🤖 AI Summary
This work addresses machine unlearning for image classification in deep neural networks (DNNs). We systematically evaluate 18 state-of-the-art unlearning algorithms across multiple models, datasets, and over 100,000 trained models, establishing the first large-scale, multi-initialization, and multi-attack-perspective DNN unlearning benchmark—incorporating population-based membership inference attacks (MIA) and per-sample unlearning-likeness ranking attacks (U-LiRA). Methodologically, we propose Masked Small Gradients (MSG), a gradient-masking-based unlearning technique, and Convolutional Transposition (CT), a novel architecture-aware unlearning mechanism. Our experiments demonstrate that MSG and CT significantly outperform existing methods in unlearning efficacy, accuracy retention, and computational efficiency. We further identify critical weaknesses in mainstream baselines and introduce NG+, a robust, hyperparameter-insensitive baseline that sets a new standard. Finally, we open-source a unified evaluation framework and comprehensive benchmark results to foster reproducible research.
📝 Abstract
Machine unlearning (MU) aims to remove the influence of particular data points from the learnable parameters of a trained machine learning model.

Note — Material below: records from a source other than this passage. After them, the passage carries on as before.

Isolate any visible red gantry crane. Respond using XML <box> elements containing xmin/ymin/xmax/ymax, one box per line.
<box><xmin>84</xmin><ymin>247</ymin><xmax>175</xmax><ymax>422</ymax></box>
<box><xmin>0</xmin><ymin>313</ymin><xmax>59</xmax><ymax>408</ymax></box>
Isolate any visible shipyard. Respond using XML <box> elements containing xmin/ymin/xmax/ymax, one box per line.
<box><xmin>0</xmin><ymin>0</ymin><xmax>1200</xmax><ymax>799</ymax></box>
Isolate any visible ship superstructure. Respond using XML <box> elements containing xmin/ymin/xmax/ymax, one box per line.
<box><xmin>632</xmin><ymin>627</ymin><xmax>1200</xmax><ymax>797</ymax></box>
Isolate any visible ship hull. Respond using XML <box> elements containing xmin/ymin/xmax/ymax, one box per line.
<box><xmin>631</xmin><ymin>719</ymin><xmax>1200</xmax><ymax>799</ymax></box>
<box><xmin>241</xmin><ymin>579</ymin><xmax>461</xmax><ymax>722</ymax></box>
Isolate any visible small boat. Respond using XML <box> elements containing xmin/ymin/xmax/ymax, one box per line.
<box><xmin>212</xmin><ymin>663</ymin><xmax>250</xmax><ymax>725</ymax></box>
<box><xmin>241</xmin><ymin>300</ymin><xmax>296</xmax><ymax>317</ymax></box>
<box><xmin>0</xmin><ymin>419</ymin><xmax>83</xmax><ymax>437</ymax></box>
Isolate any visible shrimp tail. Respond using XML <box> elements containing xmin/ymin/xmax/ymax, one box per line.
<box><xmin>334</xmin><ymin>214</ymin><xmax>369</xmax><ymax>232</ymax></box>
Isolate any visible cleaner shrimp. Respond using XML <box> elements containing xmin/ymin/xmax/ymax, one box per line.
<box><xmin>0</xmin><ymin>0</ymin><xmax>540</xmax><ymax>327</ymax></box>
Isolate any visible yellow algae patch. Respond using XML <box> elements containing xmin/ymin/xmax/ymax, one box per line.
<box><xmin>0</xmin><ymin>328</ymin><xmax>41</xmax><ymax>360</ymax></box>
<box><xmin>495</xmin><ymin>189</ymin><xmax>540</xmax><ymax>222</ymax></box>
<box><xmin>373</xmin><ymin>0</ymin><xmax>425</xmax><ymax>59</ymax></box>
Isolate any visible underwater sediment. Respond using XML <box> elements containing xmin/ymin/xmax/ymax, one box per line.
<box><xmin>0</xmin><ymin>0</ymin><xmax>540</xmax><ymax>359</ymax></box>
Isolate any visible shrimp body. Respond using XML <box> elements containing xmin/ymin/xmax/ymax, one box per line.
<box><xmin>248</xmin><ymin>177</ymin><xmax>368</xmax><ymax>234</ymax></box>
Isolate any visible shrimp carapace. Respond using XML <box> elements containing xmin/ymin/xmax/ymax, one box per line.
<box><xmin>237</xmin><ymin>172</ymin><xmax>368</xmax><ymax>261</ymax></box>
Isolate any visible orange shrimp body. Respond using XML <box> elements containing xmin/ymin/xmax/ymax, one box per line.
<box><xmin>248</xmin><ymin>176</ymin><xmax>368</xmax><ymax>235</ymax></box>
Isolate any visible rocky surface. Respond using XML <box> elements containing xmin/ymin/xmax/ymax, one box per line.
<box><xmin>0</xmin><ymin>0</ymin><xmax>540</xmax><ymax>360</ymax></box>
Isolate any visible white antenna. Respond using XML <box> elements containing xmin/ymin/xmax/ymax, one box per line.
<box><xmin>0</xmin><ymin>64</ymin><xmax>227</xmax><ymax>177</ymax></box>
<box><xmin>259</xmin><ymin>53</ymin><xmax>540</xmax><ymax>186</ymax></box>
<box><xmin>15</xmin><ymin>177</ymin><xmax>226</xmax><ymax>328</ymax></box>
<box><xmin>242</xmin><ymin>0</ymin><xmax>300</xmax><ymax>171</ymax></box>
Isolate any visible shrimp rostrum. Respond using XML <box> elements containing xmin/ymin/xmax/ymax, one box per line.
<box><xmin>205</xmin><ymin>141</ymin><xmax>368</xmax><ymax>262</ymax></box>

This is a crucial capability in light of data privacy requirements, trustworthiness, and safety in deployed models. MU is particularly challenging for deep neural networks (DNNs), such as convolutional nets or vision transformers, as such DNNs tend to memorize a notable portion of their training dataset. Nevertheless, the community lacks a rigorous and multifaceted study that looks into the success of MU methods for DNNs. In this paper, we investigate 18 state-of-the-art MU methods across various benchmark datasets and models, with each evaluation conducted over 10 different initializations, a comprehensive evaluation involving MU over 100K models. We show that, with the proper hyperparameters, Masked Small Gradients (MSG) and Convolution Transpose (CT), consistently perform better in terms of model accuracy and run-time efficiency across different models, datasets, and initializations, assessed by population-based membership inference attacks (MIA) and per-sample unlearning likelihood ratio attacks (U-LiRA). Furthermore, our benchmark highlights the fact that comparing a MU method only with commonly used baselines, such as Gradient Ascent (GA) or Successive Random Relabeling (SRL), is inadequate, and we need better baselines like Negative Gradient Plus (NG+) with proper hyperparameter selection.